Fund modernization amendments in force

Phase 2 of CSA’s fund modernization project comes into force September 22. The main aim is to tighten the rules for public closed-end funds.

“These are restrictions in the Securities Act that have been around since the 1960s,” notes Rebecca Cowdery, a partner at Borden Ladner Gervais (BLG) in Toronto. “They’ve only applied to public mutual funds until now.”

But it’s not a blanket application of mutual fund rules to closed-end funds, she adds. And it’s not just closed-end funds that are affected: regulators also tightened restrictions for mutual funds.

A key change for closed-end funds deals with mortgage and real estate investing. These funds “will not be permitted to purchase real property, mortgages (other than guaranteed mortgages) or an interest in a loan syndication or loan participation if the purchase would require the fund to assume any responsibilities in administering the loan in relation to the borrower,” explains a BLG bulletin Cowdery co-authored.

Funds that already have mortgage investments can benefit from grandfathering provisions.

The bulletin adds that some MICs are classified as investment funds; in these cases, “the amendments could have a significant impact on their strategies if they invest in mortgages other than guaranteed mortgages.”

Beginning March 21, 2016, mutual funds won’t be able to invest in closed-end funds, except those that meet regulators’ definition of an Index Participation Unit (IPU). That generally means funds that track garden-variety market indices.

So, mutual funds will only be able to invest in other mutual funds subject to NI 81-102 and NI 81-101 (unless the fund’s an IPU). Expect the prohibition, adds the BLG bulletin, to limit the range of investment options for mutual funds.

CSA report on issuers shows disclosure problems persist

This summer, CSA released the results of its continuous disclosure reviews for the fiscal year ended March 31, 2014. Full reviews dropped significantly: “During fiscal 2014, a total of 991 reviews (221 full reviews and 770 issue-oriented reviews) were conducted,” down 26% from 2013, the report explains.

David Surat, a partner at Borden Ladner Gervais in Toronto, says CSA’s reviews are important for advisors. “You want to know that regulators are looking at continuous disclosure and holding issuers to account. The reduction may indicate resource constraints at the regulators, because they’ve had quite a heavy policy load over the last few years. But we can’t know for sure if that’s the reason.”

CSA says the cuts are part of its plan. “The decrease […] can be primarily attributed to a change in our review focus. A higher number of IORs were conducted in fiscal 2013, where the main objective was to monitor quality of disclosure, observe trends and conduct research. In fiscal 2014, we focused on obtaining more substantive outcomes.” It adds: “Although the number of reviews conducted in fiscal 2014 decreased, the total number of review outcomes resulting from our reviews has remained fairly consistent with fiscal 2013.”
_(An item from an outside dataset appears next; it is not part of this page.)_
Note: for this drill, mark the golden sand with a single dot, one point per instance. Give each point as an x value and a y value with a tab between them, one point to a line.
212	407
Key stats from the report:

  • 16% (2% in fiscal 2013) of the reviews resulted in reporting issuers being alerted to specific areas where disclosure enhancements should be considered;
  • 9% (5% in fiscal 2013) of issuers were either cease-traded, placed on a default list or referred to enforcement;
  • 14% (14% in fiscal 2013) of the reviews resulted in reporting issuers being required to amend or re-file certain continuous disclosure documents;
  • 37% (26% in fiscal 2013) of the reviews resulted in “prospective changes,” requiring reporting issuers to make enhancements to their disclosure in future filings; and,
  • 24% (53% in fiscal 2013) of issuers were not required to make any changes or additional filings.
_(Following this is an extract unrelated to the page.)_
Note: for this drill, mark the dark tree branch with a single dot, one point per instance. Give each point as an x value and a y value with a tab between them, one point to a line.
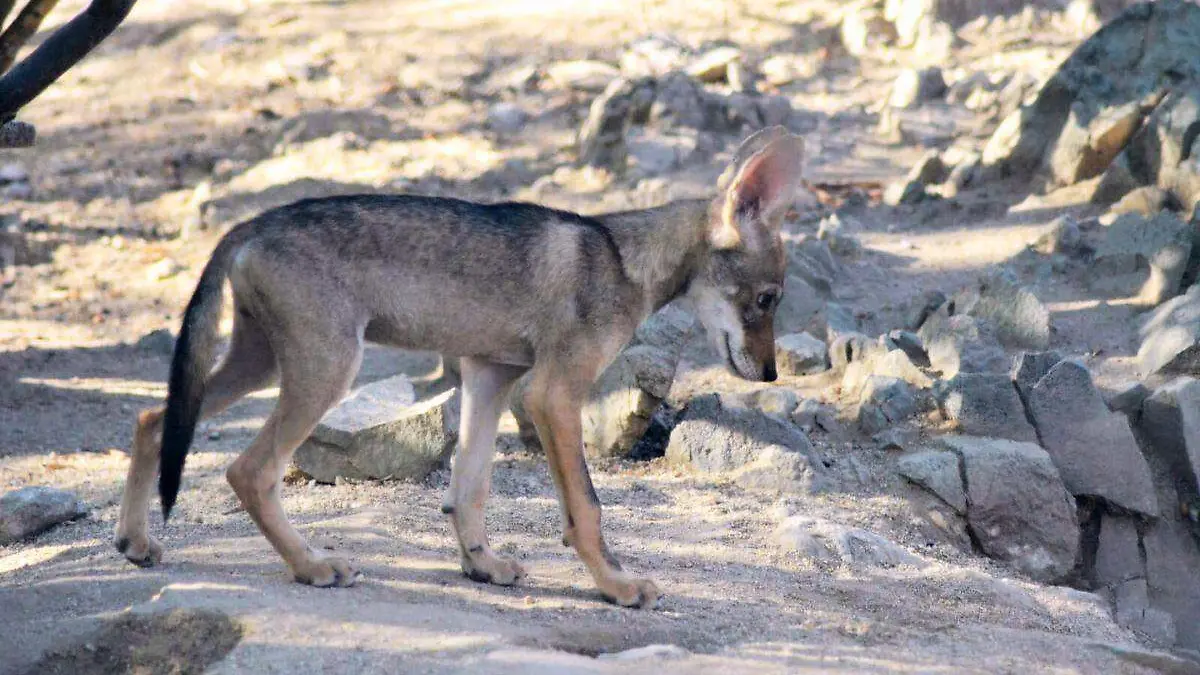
17	135
58	53
6	9
22	29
Surat also notes that advisors may be especially interested in the report’s section on executive compensation. “A number of issuers […] did not include sufficient explanation […] as to how each element of compensation is tied to each [executive’s] performance,” the report says.

“In many cases, [they] did not fully describe how executive compensation decisions were made. This was of particular concern with regard to performance goals and similar conditions.”